Neanche la Scienza in quanto tale può proporsi come guida del mutamento: troppo spesso si lascia asservire dal potente di turno o si lascia trasportare da istanze individualistiche che poco hanno a che fare con il benessere generale.

La spinta può venire dalla Cultura: non dai centri ufficiali, impegnati soprattutto nella spasmodica difesa dei propri privilegi.


Dalla cultura dei 'senza casta', di coloro che vivono dentro il popolo e che sentono di avere, con il popolo, il medesimo destino.



Viene da noi, dalle nostre riflessioni, dalla nostra insopprimibile volontà di cambiamento.


Senza un radicale rinnovamento culturale, diceva
Kant, ogni rivoluzione è destinata a sostituire i vecchi signori con altri, che potrebbero essere addirittura peggiori.

E la cultura non può essere solo pensiero e chiacchiera, ma deve diventare azione, atteggiamento, comportamento: come voleva
Spinoza.


Una Cultura, quindi, che è al tempo stesso Etica.

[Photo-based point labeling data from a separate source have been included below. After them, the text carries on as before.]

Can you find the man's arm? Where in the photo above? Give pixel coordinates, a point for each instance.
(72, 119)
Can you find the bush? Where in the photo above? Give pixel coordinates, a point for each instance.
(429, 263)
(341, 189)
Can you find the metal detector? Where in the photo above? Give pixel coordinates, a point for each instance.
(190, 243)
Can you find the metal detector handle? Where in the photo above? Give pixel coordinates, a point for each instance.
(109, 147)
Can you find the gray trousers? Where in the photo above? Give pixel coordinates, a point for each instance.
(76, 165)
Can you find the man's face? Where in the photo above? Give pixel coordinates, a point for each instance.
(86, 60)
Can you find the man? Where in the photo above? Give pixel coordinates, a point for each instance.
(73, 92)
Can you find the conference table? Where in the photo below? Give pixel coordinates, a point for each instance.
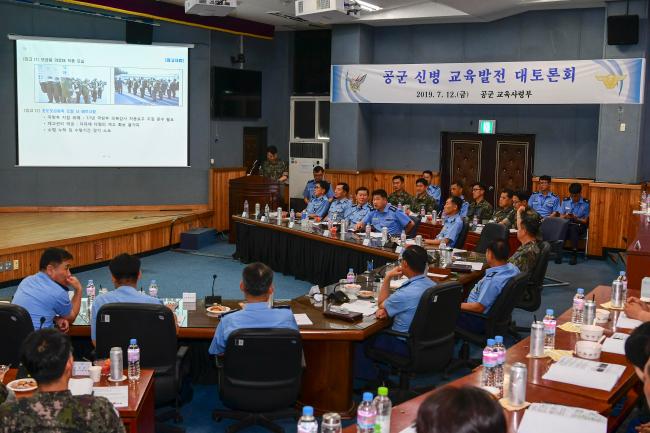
(138, 416)
(615, 404)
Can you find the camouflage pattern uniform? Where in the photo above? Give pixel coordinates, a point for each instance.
(274, 169)
(526, 256)
(425, 200)
(400, 197)
(483, 210)
(60, 412)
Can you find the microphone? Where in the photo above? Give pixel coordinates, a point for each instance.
(209, 300)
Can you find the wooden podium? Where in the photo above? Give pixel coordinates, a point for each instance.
(255, 189)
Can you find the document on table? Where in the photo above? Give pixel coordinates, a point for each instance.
(544, 417)
(582, 372)
(302, 319)
(615, 343)
(118, 395)
(476, 266)
(627, 323)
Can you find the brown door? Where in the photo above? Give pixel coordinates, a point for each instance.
(499, 161)
(254, 147)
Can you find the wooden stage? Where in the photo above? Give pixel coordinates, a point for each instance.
(91, 236)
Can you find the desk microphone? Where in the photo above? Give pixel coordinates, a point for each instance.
(209, 300)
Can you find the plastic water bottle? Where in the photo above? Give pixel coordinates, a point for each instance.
(489, 364)
(307, 423)
(366, 415)
(90, 292)
(133, 356)
(549, 330)
(500, 350)
(383, 406)
(153, 289)
(578, 306)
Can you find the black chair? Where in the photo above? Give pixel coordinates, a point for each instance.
(554, 232)
(16, 325)
(430, 339)
(491, 232)
(259, 377)
(496, 322)
(154, 326)
(462, 236)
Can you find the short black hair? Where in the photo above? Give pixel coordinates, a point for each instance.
(45, 353)
(575, 188)
(257, 279)
(416, 257)
(500, 249)
(53, 256)
(479, 412)
(529, 220)
(125, 267)
(323, 184)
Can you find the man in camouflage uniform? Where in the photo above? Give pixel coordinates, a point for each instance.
(399, 195)
(422, 198)
(525, 258)
(479, 207)
(274, 168)
(47, 355)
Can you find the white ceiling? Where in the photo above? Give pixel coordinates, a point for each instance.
(281, 14)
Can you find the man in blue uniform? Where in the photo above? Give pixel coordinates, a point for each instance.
(257, 286)
(125, 273)
(45, 294)
(452, 226)
(318, 205)
(576, 209)
(360, 208)
(457, 191)
(341, 202)
(386, 215)
(433, 190)
(488, 289)
(308, 193)
(544, 201)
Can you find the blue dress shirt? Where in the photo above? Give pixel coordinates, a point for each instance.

Per quanto mi riguarda porterò avanti questo
'programma' attraverso il Sito, nel mio profilo Facebook e con una Pagina di Facebook che predisporrò quanto prima.


Con questa articolazione:


*) SITO

Conterrà riflessioni e approfondimenti che saranno così suddivisi:

- idee per l'umanità (umanità): riflessioni concernenti l'essere umano, la sua natura, la sua propensione, la sua missione, il suo destino;

- idee per i popoli (popoli): osservazioni riguardanti l'Italia, l'Europa e gli altri Popoli e Continenti.

(queste due sezioni sono destinate ad incontrarsi e a fondersi)



- Licenza (poetica e/o prosastica). In questo spazio darò libero corso alle mie idee - qualunque sia il loro contenuto, colore e calore - ai sentimenti e alle emozioni.


*) FACEBOOK

Riserverò il mio profilo in FB per le osservazioni e gli interventi brevi e fulminanti: che potranno essere suscitati o dalla cronaca o dalle riflessioni - 'provocazioni' degli amici.


*) PAGINA DI FACEBOOK

Questa sarà il punto di riferimento per tutti coloro che vorranno condividere e discutere le mie idee e le proposte.

Ci metterò solo delle 'citazioni', degli aforismi, delle espressioni icastiche che in qualche modo chiariscano il mio pensiero.

Ci saranno inoltre i link a tutte le riflessioni elaborate nel sito.

Lo scopo è quello, non tanto di accumulare fan per amore del numero, quanto di raccogliere adesioni attorno a un modo di pensare che, in un futuro non solo ipotetico, potrà 'pesare' all'interno della società.


E' tutto.



L'ultima questione: esprimerò il mio pensiero senza alcun riguardo alle prese di posizione di esponenti politici e religiosi: a qualunque tendenza o associazione essi appartengano.

Senza alcuna soggezione nei confronti di nessuno.

Nella più assoluta libertà e originalità.